- Birth name: Robert Eaton
- Born: Mount Kisco, New York
- Genres: Folk rock, jam, bluegrass, country rock, jazz
- Occupation(s): Musician, singer-songwriter
- Instrument(s): guitar, vocals
- Years active: 1980–present

= Rob Eaton =

American singer-songwriter

Rob Eaton is an American guitarist. He is best known for his work with the renowned Grateful Dead tribute band, Dark Star Orchestra, of which he has been a member since 2001.

==Career==
Rob Eaton grew up in Vermont and was inspired to start playing guitar at the age of 12 after hearing the Grateful Dead's Europe '72. He joined his first band, The Peyote Ridge, in 1975 which played a combination of originals and Dead covers.

Eaton has been a member of the Grateful Dead community since the 1970s and used to tape shows. This led to him moving to New York in 1980 and getting a job in the recording industry at the Power Station recording studio. Around the same time he began playing with the Dead cover band Border Legion. He continued gigging with them until 2001 when he was offered a permanent position in Dark Star Orchestra, playing the part of Bob Weir. Since then he began putting most of his time into performing with that band as well as his new side project, Sages and Spirits. He has also produced albums for Pat Metheny and appeared as a guest on other albums such as Peter Wolf's Sleepless.

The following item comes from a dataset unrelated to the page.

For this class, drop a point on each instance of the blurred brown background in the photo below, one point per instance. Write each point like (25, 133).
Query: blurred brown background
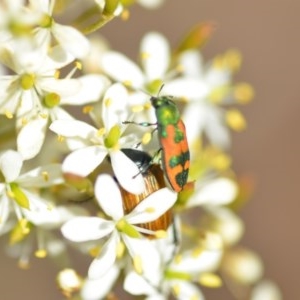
(267, 34)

Betty Cantor-Jackson, a longtime recording engineer for the Grateful Dead in the 1970s and early 1980s, made high quality reel to reel recordings of many Grateful Dead shows. They are colloquially known as Betty Boards as many were direct feeds from the soundboard. Thousands of recordings were sold to three anonymous buyers in 1986 in a storage locker foreclosure auction. In 2014, one of those buyers asked Eaton to begin restoring and digitizing the old, sometimes moldy or disintegrating magnetic tapes. Eaton felt the work so important as, in many cases, these were the best if not the only recordings of the performances. He eventually tracked down and convinced the other two buyers to allow him to do the same.